Generating Correlation Heat Maps in Seaborn
It’s Getting Hot In Here.
Let’s revisit a previous post, where we had been working with Abalone data from the UCI Machine Learning Repository.
Previously, we had generated a scatter matrix to look for linear correlations, here’s a refresher of our results:
Scatter Matrix - Abalone Data
This time, let’s use the same dataset to generate a Seaborn Heat Map of correlation coefficients.
We’ll be utilizing the following Python modules
Imports
import pandas as pd
import matplotlib.pyplot as plt
import seaborn as sns
I’ve modularized the previous data call, which will give us a Pandas DataFrame of the online data.
Grab All The Data
def getDF(data_url, columns):
#retrieve data from url, create dataframe, return it
data = pd.read_csv(data_url, names=columns)
return data
Next, let’s build our heat map! It’s important to note that we will be creating our own color gradient map, with high correlations displayed in increasing red shades, and lower correlations trending into the blue hues.
We will also add our correlation values inside the graph itself, displaying floating numbers in each category.
Seaborn Heat Map
def heatMap(df):
#Create Correlation df
corr = df.corr()
#Plot figsize
fig, ax = plt.subplots(figsize=(10, 10))
#Generate Color Map
colormap = sns.diverging_palette(220, 10, as_cmap=True)
#Generate Heat Map, allow annotations and place floats in map
sns.heatmap(corr, cmap=colormap, annot=True, fmt=".2f")
#Apply xticks
plt.xticks(range(len(corr.columns)), corr.columns);
#Apply yticks
plt.yticks(range(len(corr.columns)), corr.columns)
#show plot
plt.show()
Visualize It
Awesome!

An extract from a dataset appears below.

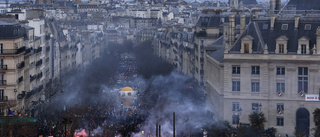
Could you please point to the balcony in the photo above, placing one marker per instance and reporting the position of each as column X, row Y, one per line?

However, we can do better. The diagonal plane mirrors itself on either side, with both redundant results AND self to self correlations, which we should drop.
Toggling Our Plot, Apply Mask Parameter
Let’s alter our previous code a little, by adding in a ‘mirror’ parameter that will allow us to drop our redundant mappings.
If the user enters a second paramenter, ‘mirror’, as ‘False’, we will generate half the visualization as we did previously.
def heatMap(df, mirror):
# Create Correlation df
corr = df.corr()
# Plot figsize
fig, ax = plt.subplots(figsize=(10, 10))
# Generate Color Map
colormap = sns.diverging_palette(220, 10, as_cmap=True)
if mirror == True:
#Generate Heat Map, allow annotations and place floats in map
sns.heatmap(corr, cmap=colormap, annot=True, fmt=".2f")
#Apply xticks
plt.xticks(range(len(corr.columns)), corr.columns);
#Apply yticks
plt.yticks(range(len(corr.columns)), corr.columns)
#show plot
else:
# Drop self-correlations
dropSelf = np.zeros_like(corr)
dropSelf[np.triu_indices_from(dropSelf)] = True
# Generate Color Map
colormap = sns.diverging_palette(220, 10, as_cmap=True)
# Generate Heat Map, allow annotations and place floats in map
sns.heatmap(corr, cmap=colormap, annot=True, fmt=".2f", mask=dropSelf)
# Apply xticks
plt.xticks(range(len(corr.columns)), corr.columns);
# Apply yticks
plt.yticks(range(len(corr.columns)), corr.columns)
# show plot
plt.show()
Much better! We’ve dropped a substantial amount of redundant information that only served to act as distractive noise. Now we can focus on the relationships with ease.
Code Summary
Part I
import pandas as pd
import matplotlib.pyplot as plt
import seaborn as sns
def getDF(data_url, columns):
#retrieve data from url, create dataframe, return it
data = pd.read_csv(data_url, names=columns)
return data
def heatMap(df):
#Create Correlation df
corr = df.corr()
#Plot figsize
fig, ax = plt.subplots(figsize=(10, 10))
#Generate Color Map
colormap = sns.diverging_palette(220, 10, as_cmap=True)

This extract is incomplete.